Digital Signal Processing Fundamentals

This post is meant to serve as an introduction to the core concepts of Digital Signal Processing (DSP). It should be accessible to anyone with a high-school level of math knowledge. I gave a talk on this subject at OSCON in July 2015 and this is the first part of that material in written form, with a few extras thrown in. This post will be followed by the material from the rest of the talk, in future posts.

Let’s start all the way at the beginning

What is DSP?

Digital Signal Processing, hereon referred to as DSP, is a broad subject that covers a lot of fields of study and applications, and as such definitions of it can seem a bit vague.
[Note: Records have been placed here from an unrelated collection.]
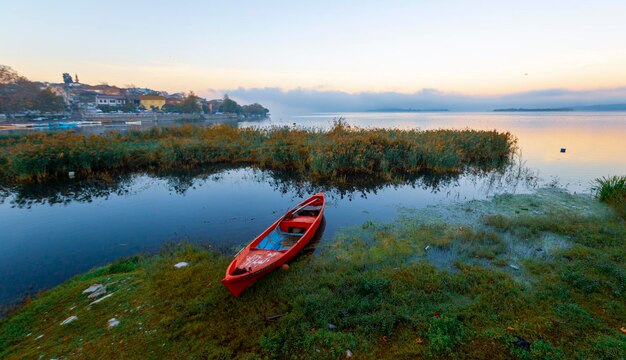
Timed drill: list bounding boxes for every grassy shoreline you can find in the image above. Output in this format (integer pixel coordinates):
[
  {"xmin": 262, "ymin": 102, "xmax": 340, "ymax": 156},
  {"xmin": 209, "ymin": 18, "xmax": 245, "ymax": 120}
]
[
  {"xmin": 0, "ymin": 121, "xmax": 516, "ymax": 184},
  {"xmin": 0, "ymin": 189, "xmax": 626, "ymax": 359}
]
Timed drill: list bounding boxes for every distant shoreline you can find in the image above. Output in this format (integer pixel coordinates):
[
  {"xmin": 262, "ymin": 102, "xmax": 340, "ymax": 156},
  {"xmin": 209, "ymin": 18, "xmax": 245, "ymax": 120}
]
[
  {"xmin": 493, "ymin": 108, "xmax": 574, "ymax": 112},
  {"xmin": 365, "ymin": 108, "xmax": 449, "ymax": 112}
]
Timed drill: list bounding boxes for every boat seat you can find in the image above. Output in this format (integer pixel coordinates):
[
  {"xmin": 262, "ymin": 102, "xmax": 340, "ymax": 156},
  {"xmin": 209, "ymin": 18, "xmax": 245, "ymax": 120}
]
[{"xmin": 256, "ymin": 226, "xmax": 304, "ymax": 251}]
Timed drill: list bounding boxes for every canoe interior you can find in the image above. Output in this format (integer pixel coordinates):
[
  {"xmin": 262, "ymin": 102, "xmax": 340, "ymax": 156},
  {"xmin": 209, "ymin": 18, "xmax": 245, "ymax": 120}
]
[{"xmin": 231, "ymin": 198, "xmax": 323, "ymax": 275}]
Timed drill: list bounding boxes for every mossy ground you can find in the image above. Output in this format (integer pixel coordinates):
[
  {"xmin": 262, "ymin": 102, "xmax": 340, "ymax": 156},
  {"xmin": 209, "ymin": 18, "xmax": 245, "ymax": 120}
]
[{"xmin": 0, "ymin": 189, "xmax": 626, "ymax": 359}]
Anyways, here is my high level summary of the topic:

Take real-world continuous measurement.
Turn it into a discrete series of data points.
Use an algorithm to manipulate the data samples to do cool things.

I would like to start off by breaking it down and asking the question:

What is a signal?

A signal is a type of physical data that conveys information; a description of how one parameter depends on another.

Examples:

Sound waves are air pressure varying with time

Light intensity (wavelength) varying with space (on our retina) is how we see

Temperature varying with time

Elevation on a hiking trail varies with distance from the trailhead.

How do we get a digital signal?

A digital signal is a signal turned into discrete values at discrete points in time or space

To get a digital signal we need to turn the continuous signal into a series of points so we can hold the signal in computer memory. When we do this for the x-axis it’s called sampling.

Sampling records the value of the signal at a (usually) constant interval.

Quantization buckets values on the y-axis. We take the value at the x-interval time point we established in sampling and round to the nearest precision we can achieve with the data type we are storing it in, be that an 8-bit integer or 64-bit float.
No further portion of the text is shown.